Read Sohlberg and the White Death Online
Authors: Jens Amundsen
Tags: #Crime, #Police Procedural, #Mystery, #Thriller, #Suspense
“Bon jour,” said Sohlberg.
The two men said nothing. They barely looked at Sohlberg. The chilly and rude French reception matched the cold temperature of the basement.
A long antiseptic hallway led to a secure room where Sohlberg sat before a computer terminal. The machine was directly connected to one of Interpol’s dedicated servers in the basement. The flourescent lights enhanced the ghastly pallor on Sohlberg’s drawn face. He began searching for—and printing out—the names of all cases in which Azra Korbal had worked as a translator or interpreter.
Ishmael. . . . Could this be related to Ishmael?
The thought went round and round in Sohlberg’s mind like a dog that chases its tail.
Ishmael. . . . Could this be tied to Ishmael?
The printer ran out of ink during Sohlberg’s frantic search-and-download computer session which lasted until 5:35 AM. By pure chance he knew which hallway closet held fresh ink cartridges.

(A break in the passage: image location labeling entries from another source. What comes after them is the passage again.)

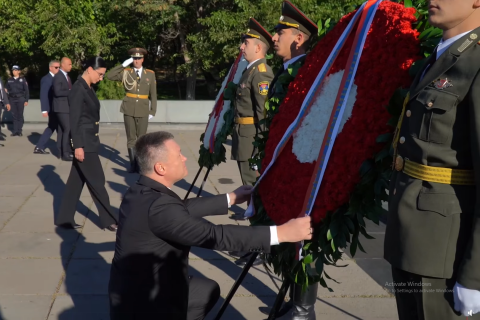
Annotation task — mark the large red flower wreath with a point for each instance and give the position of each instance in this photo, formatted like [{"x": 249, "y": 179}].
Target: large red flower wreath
[{"x": 391, "y": 47}]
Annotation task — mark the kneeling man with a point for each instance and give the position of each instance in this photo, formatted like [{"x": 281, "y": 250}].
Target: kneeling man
[{"x": 149, "y": 274}]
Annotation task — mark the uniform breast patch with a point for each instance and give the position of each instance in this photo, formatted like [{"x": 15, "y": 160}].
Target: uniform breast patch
[{"x": 263, "y": 88}]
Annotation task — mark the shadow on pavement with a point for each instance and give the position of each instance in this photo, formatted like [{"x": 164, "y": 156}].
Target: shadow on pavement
[{"x": 53, "y": 184}]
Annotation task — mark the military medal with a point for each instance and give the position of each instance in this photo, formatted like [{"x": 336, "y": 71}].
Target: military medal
[{"x": 442, "y": 84}]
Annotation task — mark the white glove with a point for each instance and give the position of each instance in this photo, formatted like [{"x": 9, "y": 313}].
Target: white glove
[
  {"x": 127, "y": 62},
  {"x": 467, "y": 301}
]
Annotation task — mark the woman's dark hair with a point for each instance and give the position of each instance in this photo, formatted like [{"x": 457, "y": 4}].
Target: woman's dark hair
[{"x": 94, "y": 62}]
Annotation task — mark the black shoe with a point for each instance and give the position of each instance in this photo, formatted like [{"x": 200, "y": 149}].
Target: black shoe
[
  {"x": 112, "y": 227},
  {"x": 68, "y": 157},
  {"x": 69, "y": 226},
  {"x": 40, "y": 151},
  {"x": 243, "y": 261}
]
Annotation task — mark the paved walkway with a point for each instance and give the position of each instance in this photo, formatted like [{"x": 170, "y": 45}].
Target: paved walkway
[{"x": 49, "y": 274}]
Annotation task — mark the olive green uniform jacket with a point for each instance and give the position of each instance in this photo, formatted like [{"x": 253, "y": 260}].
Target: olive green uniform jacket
[
  {"x": 250, "y": 98},
  {"x": 433, "y": 228},
  {"x": 131, "y": 106}
]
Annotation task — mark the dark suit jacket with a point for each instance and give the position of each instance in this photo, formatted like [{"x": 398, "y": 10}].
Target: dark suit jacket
[
  {"x": 46, "y": 93},
  {"x": 149, "y": 273},
  {"x": 61, "y": 90},
  {"x": 434, "y": 228},
  {"x": 3, "y": 94},
  {"x": 84, "y": 117}
]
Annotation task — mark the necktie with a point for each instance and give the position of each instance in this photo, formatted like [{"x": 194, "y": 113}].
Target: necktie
[{"x": 434, "y": 54}]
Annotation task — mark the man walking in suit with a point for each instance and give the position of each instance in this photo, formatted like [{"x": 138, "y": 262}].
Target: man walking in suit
[
  {"x": 149, "y": 274},
  {"x": 46, "y": 103},
  {"x": 62, "y": 84},
  {"x": 4, "y": 103},
  {"x": 140, "y": 85},
  {"x": 432, "y": 240},
  {"x": 18, "y": 93}
]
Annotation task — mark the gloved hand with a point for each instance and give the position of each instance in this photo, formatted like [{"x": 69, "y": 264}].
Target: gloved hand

Toward the end of his computerized inquiries Sohlberg had grown sick of the ugly buzzing sound of the printer doing its work.
Did Azra Korbal get killed because of Ishmael?
Or was she dead because of someone else in Operation Locust?
Could her work on another project have brought on her murder?
Sohlberg knew that the answer had to be somewhere in the files.
As soon as he was done with his computer inquiries Sohlberg looked down at his wristwatch and realized that he had very little time before Interpol employees started arriving for the early morning shift. He rode the elevator up to Azra Korbal’s cubicle on the second floor.
~ ~ ~
A cork board held dozens of pictures of Azra and her boyfriend and her family. To the left was a large wood frame that showcased a picture of Azra as a girl with two boys. On the right was another frame with a picture which showed Azra as a teenager standing before the Eiffel Tower.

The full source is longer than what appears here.